Der zitierte Text stammt von Gernot Bandur, damals Vorstandsmitglied des Berliner Landesverbands des Deutschen Freidenker-Verbandes, und trägt den Titel: „Freidenker und Sozialist Max Sievers – Eine politische Biografie“. Der am 15. Juni 1934 geborene Gernot Bandur wurde zunächst Lehrer, später Diplom-Historiker und wissenschaftlicher Bibliothekar und hat wohl Zeit seines Lebens über die Bestrebungen linker Politiker gegen den Einfluss der Kirchen im Staat gearbeitet und geforscht. Den Kampf gegen das bis 1911 geltende Verbot der Feuerbestattung, das ursprüngliche Kernziel der Freidenkerbewegung, beschrieb Bandur mit ausführlichen Texten über seine Vorkämpfer Adolph Hoffmann und Max Sievers. Seine Beschäftigung mit Adolph Hoffmann war auch biographisch begründet. Sein Großvater Franz Bandur (1874-1964) gehörte zur revolutionären Volksmarinedivision von 1918 und sein Vater Helmut Bandur (1905-1990) hatte noch selbst in Hoffmanns kleinem Buchladen Schriften gekauft. Seit 1966 arbeitete Bandur mit anderen am „Biographischen Lexikon zur Geschichte der Arbeiterbewegung“, das vom Institut für Marxismus/Leninismus beim ZK der SED herausgegeben wurde und im Dietz Verlag Berlin erschien. Seine Faszination für die Persönlichkeit Hoffmanns hat ihn auch nach der „Wende“ 1989 nie losgelassen. Eine Vorstufe seiner Studien veröffentlichte er 2000 im Selbstverlag unter dem Titel „Adolph Hoffmann – feuriger proletarischer Vulkan“, die gesamte Studie sollte 1989/90 in einer Reihe des Stadtmuseums Halle publiziert werden, wurde aber – wie ihr Autor – ein Opfer der „Wende“.
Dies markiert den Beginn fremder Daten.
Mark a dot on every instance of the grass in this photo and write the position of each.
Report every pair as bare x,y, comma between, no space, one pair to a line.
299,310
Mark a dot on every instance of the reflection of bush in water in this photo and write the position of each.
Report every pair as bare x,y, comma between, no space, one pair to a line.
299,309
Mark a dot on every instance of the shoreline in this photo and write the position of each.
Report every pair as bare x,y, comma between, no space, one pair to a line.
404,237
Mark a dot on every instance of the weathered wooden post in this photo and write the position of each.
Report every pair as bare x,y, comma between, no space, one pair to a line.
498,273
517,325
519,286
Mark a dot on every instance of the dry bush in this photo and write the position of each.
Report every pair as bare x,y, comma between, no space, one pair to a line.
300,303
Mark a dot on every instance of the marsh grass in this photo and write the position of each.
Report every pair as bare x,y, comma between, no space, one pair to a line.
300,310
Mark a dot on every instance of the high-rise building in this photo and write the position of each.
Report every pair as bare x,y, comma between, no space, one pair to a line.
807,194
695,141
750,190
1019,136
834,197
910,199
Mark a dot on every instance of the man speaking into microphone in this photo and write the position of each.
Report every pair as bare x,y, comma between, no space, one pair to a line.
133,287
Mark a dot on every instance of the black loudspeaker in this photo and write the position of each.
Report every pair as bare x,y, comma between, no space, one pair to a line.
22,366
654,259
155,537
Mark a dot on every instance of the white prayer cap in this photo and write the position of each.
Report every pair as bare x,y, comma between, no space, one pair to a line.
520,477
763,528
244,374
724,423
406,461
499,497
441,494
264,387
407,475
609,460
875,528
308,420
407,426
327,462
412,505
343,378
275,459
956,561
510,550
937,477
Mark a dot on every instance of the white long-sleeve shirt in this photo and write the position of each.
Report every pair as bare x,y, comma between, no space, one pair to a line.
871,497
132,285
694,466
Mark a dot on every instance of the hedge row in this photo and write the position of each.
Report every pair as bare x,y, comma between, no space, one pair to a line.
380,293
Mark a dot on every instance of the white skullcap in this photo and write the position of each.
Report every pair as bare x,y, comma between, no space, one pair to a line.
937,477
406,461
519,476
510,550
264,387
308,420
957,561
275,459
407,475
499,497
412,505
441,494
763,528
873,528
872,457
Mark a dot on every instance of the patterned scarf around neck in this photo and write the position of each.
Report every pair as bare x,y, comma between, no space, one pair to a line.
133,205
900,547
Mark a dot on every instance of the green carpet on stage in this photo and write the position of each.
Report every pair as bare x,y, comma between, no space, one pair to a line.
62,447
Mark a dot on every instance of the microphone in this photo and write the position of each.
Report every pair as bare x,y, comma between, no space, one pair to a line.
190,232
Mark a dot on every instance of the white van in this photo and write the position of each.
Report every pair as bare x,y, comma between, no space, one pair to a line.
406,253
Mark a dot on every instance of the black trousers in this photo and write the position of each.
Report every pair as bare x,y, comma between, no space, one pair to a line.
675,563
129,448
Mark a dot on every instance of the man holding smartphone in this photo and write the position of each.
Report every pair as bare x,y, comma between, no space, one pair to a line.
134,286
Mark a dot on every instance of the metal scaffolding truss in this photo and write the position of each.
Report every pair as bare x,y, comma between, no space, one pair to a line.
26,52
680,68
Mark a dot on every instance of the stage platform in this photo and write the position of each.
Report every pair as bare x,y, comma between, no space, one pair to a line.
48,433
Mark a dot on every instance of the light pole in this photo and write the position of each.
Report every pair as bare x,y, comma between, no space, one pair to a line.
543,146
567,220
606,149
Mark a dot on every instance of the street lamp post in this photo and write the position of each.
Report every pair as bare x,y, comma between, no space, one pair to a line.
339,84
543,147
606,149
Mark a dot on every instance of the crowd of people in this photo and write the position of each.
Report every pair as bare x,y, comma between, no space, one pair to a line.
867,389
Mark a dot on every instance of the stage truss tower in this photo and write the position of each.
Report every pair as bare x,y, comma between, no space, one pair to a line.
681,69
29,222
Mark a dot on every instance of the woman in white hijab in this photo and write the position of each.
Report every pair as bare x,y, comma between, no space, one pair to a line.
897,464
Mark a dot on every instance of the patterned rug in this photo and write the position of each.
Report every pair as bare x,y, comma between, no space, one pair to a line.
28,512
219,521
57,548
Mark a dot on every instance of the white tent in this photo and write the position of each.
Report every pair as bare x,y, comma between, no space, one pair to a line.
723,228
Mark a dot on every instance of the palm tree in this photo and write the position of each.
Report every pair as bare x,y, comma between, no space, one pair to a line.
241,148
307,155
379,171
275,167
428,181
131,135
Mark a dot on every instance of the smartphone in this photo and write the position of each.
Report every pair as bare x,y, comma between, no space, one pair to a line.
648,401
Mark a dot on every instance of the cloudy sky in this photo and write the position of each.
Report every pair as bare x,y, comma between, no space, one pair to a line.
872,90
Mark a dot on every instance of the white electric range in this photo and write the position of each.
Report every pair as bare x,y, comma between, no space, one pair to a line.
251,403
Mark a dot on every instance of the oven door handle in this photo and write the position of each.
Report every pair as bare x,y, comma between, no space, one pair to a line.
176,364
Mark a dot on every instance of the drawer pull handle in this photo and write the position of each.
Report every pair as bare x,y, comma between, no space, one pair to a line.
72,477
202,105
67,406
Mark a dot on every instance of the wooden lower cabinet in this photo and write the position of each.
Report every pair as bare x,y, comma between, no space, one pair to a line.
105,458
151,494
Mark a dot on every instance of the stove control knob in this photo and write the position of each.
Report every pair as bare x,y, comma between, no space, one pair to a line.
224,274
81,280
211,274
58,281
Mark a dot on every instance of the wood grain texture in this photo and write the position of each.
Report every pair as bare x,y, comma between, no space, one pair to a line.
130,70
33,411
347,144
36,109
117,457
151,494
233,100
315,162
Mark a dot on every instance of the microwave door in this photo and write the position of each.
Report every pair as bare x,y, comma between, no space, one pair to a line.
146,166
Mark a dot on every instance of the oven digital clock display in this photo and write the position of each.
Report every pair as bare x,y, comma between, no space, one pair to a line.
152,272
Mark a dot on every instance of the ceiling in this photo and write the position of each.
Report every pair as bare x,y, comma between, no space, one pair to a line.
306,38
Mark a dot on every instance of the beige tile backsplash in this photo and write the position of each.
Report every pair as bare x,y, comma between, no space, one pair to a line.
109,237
Zu Veranstaltungen der Berliner Freidenker, die er lange mit seinem großen Wissen und seiner sachlich-ruhigen Art belebt hatte, konnte Gernot Bandur schon länger nicht mehr kommen. Anfang 2019 starb seine Frau, er selbst lebte seit Oktober 2018, gesundheitlich angeschlagen und fast erblindet, zuletzt in einem Seniorenheim, wo er am 17. Dezember 2019 verstarb. Man mag es kaum einen Zufall nennen: Seine Bestattung findet statt am 76. Todestag von Max Sievers, dem 17. Januar 2020 auf dem Bartholomäus-Friedhof in Berlin-Weißensee um 10.15 Uhr. In unseren Köpfen wird er unvergessen bleiben.